Utilization ReviewAppealing a denied treatment
Utilization Review (UR) is the evaluation of medical care services for the treatment provided to an injured worker. This evaluation is done to ensure that the services are necessary, appropriate, and likely to be effective.
If an authorized treating physician’s recommended treatment cannot be approved by the adjuster, the adjuster may seek an opinion from another physician through a utilization review organization. The decision reached by the URO agent only addresses medical necessity (not causation and/or compensability). When recommended treatment is not certified (approved), they are reported back to the injured worker and the physician. Either can appeal the denial. Denials must be based on the Official Disability Guidelines (ODG) by MCG which are independent, evidence-based guidelines for treating common work injuries.
Required Use of UR
The following treatments are required to be sent to UR:
- In-patient hospital admissions
- Non-emergency ground and air ambulance services
- When the adjuster cannot approve the treatment
Requirements for a Denial by the Utilization Review Organization
Recommended treatment can be denied only by a Utilization Review Physician who is of the same or similar specialty and licensed in the state of Tennessee.

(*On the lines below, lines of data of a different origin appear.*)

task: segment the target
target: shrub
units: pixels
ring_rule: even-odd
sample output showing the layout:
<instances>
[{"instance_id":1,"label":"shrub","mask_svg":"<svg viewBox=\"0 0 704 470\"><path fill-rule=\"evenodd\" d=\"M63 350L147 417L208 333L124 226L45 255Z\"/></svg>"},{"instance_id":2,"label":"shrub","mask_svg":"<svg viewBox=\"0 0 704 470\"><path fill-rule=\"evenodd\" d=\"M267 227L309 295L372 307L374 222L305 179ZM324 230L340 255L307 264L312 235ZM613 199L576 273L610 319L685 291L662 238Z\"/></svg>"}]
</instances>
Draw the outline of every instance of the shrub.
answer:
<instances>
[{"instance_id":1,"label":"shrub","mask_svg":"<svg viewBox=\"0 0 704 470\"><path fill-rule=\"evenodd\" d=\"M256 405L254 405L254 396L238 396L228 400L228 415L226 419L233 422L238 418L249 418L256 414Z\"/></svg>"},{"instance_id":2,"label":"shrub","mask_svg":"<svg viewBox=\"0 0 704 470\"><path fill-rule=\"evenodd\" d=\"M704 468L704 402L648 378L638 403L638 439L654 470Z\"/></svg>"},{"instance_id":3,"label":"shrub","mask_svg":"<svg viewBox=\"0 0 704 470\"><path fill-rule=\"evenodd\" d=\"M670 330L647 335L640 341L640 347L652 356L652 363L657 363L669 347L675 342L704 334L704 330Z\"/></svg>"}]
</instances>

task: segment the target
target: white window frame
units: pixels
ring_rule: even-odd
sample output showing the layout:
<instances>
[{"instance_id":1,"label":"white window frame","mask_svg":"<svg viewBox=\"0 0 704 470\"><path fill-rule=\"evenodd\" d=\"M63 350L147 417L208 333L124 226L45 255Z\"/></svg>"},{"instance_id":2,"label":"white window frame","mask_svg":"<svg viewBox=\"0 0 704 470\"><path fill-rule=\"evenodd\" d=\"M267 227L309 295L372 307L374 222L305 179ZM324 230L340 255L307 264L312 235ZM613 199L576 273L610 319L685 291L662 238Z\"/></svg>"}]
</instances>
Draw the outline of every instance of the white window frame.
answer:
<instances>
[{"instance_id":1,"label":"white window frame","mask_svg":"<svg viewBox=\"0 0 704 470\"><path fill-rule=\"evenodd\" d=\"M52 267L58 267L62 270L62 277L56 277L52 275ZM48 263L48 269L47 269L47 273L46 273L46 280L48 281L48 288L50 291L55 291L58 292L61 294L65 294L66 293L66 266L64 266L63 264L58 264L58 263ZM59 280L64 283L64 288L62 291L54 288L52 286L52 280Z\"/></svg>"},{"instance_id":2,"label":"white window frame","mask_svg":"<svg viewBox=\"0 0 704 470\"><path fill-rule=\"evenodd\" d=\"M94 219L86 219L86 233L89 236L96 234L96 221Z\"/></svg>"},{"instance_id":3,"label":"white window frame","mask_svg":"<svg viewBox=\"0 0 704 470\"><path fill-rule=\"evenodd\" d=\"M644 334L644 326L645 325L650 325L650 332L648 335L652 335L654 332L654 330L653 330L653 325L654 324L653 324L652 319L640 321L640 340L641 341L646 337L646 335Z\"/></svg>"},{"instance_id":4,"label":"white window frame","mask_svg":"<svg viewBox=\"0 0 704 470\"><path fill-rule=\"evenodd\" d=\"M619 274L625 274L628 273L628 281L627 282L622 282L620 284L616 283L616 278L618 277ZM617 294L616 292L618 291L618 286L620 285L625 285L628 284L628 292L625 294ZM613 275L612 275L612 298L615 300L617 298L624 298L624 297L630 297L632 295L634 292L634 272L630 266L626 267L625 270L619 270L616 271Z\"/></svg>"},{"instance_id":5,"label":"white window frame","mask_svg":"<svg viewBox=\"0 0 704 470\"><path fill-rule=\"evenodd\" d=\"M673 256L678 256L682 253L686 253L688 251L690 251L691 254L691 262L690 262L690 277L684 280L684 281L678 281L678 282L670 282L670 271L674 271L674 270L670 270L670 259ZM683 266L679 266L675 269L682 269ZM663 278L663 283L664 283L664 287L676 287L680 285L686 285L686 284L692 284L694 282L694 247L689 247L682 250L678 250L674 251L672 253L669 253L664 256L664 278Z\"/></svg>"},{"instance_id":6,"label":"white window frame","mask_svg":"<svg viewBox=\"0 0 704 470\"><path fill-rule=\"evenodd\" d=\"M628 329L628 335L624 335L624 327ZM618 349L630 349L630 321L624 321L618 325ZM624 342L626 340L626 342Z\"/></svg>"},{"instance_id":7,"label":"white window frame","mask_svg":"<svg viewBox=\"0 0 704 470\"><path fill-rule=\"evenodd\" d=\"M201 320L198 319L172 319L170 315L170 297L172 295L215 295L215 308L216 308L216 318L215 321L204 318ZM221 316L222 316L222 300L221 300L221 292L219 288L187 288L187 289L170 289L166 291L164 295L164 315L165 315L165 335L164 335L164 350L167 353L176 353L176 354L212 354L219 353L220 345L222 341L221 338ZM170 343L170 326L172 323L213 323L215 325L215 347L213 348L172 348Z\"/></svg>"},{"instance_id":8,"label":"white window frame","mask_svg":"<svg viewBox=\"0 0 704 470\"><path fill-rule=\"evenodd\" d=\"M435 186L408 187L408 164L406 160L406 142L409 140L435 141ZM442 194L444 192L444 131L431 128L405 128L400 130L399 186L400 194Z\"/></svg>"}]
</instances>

Denials must be accompanied by a utilization review report that gives the reasons for denial and the name and credentials of the utilization review physician.
Appealing Denied Treatment
- Receive Denial Letter & C-35A. If the URO denies a physician’s recommended treatment, the URO (or the employer’s insurance adjuster) is required to provide the injured worker and the treating physician the denial letter and a pre-filled Form C-35A that can be sent either to the insurer for reconsideration or to the Bureau of Workers’ Compensation.
- The injured worker, their attorney or treating physician has thirty (30) calendar days from receipt of the denial letter to appeal the utilization review decision to the Bureau of Workers’ Compensation at the address listed on the form.
- If appealed to the Bureau and the necessary medical records are received, the Bureau's Medical Director will make a determination to approve, modify, or deny the treatment. This decision is final for administrative purposes.
- The fee charged by the Bureau is paid by the insurer.
- The adjuster has four (4) business days after being notified by the provider of the recommended treatment to approve the treatment or send the recommendation to its utilization review organization (URO).
- The URO has seven (7) business days to make a decision on the recommended treatment and notify all parties of the decision.
- If the URO does not possess all necessary information in order to render the utilization review determination, the agent may request additional information, in writing, from the authorized treating physician.
- That physician shall send the request within five (5) business days of receipt of the written request.
- The number of business days is extended until the URO receives the necessary information or until the five (5) business day timeframe expires, whichever occurs first.
An employer, insurer, third party administrator, or UR Organization who is found to have violated the UR rules may be subjected to a penalty of not less than $50 nor more than $5,000 per violation. The Bureau may also institute a temporary or permanent suspension of the right to perform utilization review services for workers’ compensation claims, if the utilization review agent has established a pattern of violations.
Parties who are not satisfied with the appeal may file for mediation. Reviewing the denial, understanding its reasoning and gathering information might result in agreement. If mediation is not successful, a judge may rule on whether the ATP’s recommended treatment was appropriate.